Step 2: Implement protective controls
Protective controls help prevent or mitigate the impact of undesirable outcomes. Ensuring network segmentation between the agency IT network and the IIoT is a great first step. This denies all unauthorized network communication through the use of firewalls or access control lists on networking devices.
Another effective protective control is system/device hardening according to established configuration guidelines such as the National Institute of Standards and Technology's SP 800-53 by which:
- All services are disabled that are not explicitly needed to run the industrial process, i.e. disable insecure protocols like telnet, which does not encrypt traffic.
- Cybersecurity features such as logging, SSH and SNMPv3 and other features are enabled.
- The device/system is checked for proper configurations, i.e. change default passwords and enable password management (length, strength, complexity, etc.).
Overall, fundamental protective controls can include:
- Network segmentation, both between production zones and between key mission-critical systems/devices such as programmable logic controllers (PLC) and remote terminal units.
- System and device hardening to meet industrial standards or best practice guidelines like NIST SP 800-53 and NIST SP 800-82. Devices like human-machine interfaces, PLCs, engineering workstations, historian software and industrial networking devices should also be hardened.
- Centralization of all remote access with strong authentication by creating a separate, protected “DMZ” for all of these connections and implementing multifactor authentication for users.
Step 3: Continuous monitoring
The third step is to implement continuous monitoring. Just as Supervisory Control and Data Acquisition systems help optimize and control building automation systems, agencies need a SCADA-like cybersecurity solution to help optimize and control visibility to IIoT cybersecurity events and ensure protective controls are operating correctly. This is not a one-and-done activity -- it must be performed continuously because automation systems get increasingly sophisticated and the threat landscape continuously evolves.
Industrial cybersecurity SCADA monitoring helps continually answer the “How do I know” questions, such as:
- How do I know if device/asset configurations are changing and if those changes put the device in an insecure state or misalignment with technical build specification?
- How do I know if operational baselines (the configuration of a device or system that is specific to the environment it is running in) are changing?

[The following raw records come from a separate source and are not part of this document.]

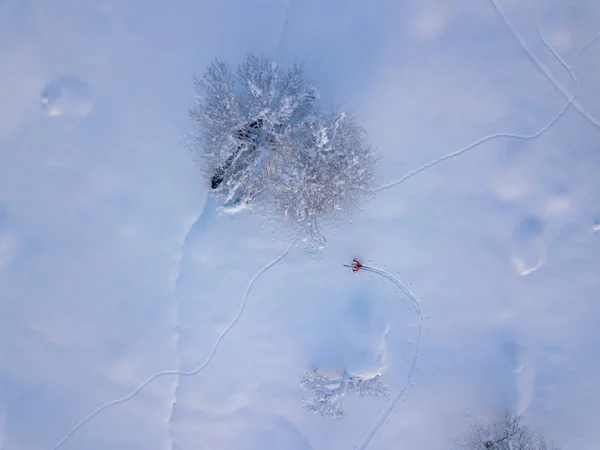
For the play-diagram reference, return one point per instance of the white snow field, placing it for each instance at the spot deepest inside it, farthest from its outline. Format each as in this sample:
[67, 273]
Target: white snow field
[135, 316]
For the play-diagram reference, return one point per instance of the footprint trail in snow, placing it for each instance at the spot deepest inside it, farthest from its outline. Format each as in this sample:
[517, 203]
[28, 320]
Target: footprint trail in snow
[416, 305]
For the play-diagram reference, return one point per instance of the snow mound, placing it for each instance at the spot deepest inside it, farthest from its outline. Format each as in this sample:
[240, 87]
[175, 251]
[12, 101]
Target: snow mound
[67, 96]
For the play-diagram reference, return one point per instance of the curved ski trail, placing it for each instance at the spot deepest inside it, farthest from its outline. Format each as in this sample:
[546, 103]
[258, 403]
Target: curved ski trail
[196, 371]
[417, 306]
[522, 137]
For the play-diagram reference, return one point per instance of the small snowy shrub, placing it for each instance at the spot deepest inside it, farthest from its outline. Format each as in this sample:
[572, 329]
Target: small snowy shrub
[325, 395]
[262, 139]
[505, 432]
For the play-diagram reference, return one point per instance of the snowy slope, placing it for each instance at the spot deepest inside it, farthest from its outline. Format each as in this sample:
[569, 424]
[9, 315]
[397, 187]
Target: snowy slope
[133, 316]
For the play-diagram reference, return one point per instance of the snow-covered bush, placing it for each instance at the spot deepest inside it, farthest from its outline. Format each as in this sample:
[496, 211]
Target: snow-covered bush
[262, 139]
[325, 395]
[505, 432]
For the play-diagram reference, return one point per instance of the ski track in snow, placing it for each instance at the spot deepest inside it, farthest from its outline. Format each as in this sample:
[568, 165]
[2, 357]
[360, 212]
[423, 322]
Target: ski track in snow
[403, 288]
[541, 66]
[522, 137]
[176, 323]
[178, 373]
[282, 30]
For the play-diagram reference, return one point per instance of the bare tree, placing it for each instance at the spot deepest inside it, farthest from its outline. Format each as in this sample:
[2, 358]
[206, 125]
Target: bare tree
[325, 395]
[506, 432]
[262, 135]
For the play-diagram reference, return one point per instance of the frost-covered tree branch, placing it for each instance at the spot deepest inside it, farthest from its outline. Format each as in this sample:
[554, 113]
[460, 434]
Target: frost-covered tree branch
[262, 139]
[326, 395]
[506, 432]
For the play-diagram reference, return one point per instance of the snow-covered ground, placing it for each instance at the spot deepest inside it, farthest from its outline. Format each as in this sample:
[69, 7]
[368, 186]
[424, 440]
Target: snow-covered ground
[133, 316]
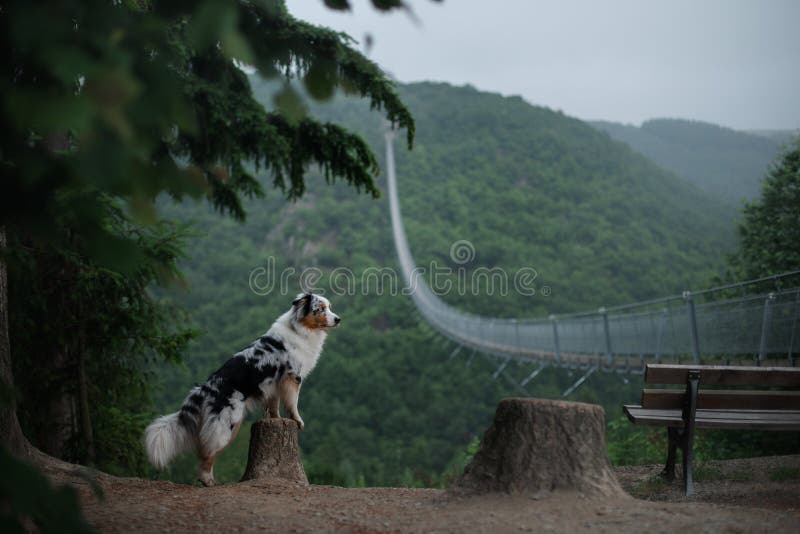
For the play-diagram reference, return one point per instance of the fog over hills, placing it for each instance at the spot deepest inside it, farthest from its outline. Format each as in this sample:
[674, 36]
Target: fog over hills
[724, 162]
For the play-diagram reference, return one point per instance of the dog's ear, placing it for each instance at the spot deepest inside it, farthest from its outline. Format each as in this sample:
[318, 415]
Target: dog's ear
[302, 303]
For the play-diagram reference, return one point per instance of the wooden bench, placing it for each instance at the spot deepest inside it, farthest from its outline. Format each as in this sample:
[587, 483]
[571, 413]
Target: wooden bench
[682, 411]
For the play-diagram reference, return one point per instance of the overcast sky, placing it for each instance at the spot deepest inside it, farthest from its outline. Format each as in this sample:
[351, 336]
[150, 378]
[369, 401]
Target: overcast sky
[731, 62]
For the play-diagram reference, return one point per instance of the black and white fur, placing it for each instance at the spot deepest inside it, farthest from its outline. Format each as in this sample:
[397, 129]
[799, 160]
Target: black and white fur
[269, 370]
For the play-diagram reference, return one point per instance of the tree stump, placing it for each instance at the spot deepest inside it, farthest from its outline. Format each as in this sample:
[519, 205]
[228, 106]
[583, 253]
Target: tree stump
[539, 445]
[274, 452]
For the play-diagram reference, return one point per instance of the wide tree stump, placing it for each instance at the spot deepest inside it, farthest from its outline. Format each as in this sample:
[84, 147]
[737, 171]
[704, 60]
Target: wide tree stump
[274, 452]
[539, 445]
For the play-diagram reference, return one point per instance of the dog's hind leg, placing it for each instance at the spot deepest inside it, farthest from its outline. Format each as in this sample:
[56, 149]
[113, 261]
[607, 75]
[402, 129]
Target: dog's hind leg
[271, 406]
[210, 448]
[206, 475]
[289, 392]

- How do I know if a device is at the brink of a failure?
- How do I know if a rogue asset or protocol is now present on the network?
- How do I know if the system's vulnerability risk profile has changed?
Agencies that can answer all of these “How do I know” questions will be able to keep their industrial process running without interference from cybersecurity events and mitigate the introduction of new risk from the industrial environment to the agency’s IT network.
While most agencies are just starting to explore how to implement cybersecurity strategies for operational technology environments, IIoT is quickly expanding into every sector, enabling organizations to analyze and share data that makes operations exponentially more efficient.
Even if an agency doesn’t manage radioactive waste and its buildings aren't included on the Department of Homeland Security's critical infrastructure Government Facility Sector list, it still runs IIoT systems and technologies that could have a devastating impact on the agency mission and key objectives if compromised. The time to implement visibility, protective controls and continuous monitoring is now -- every minute that agencies wait is a minute that leaves their networks vulnerable to a host of costly threats.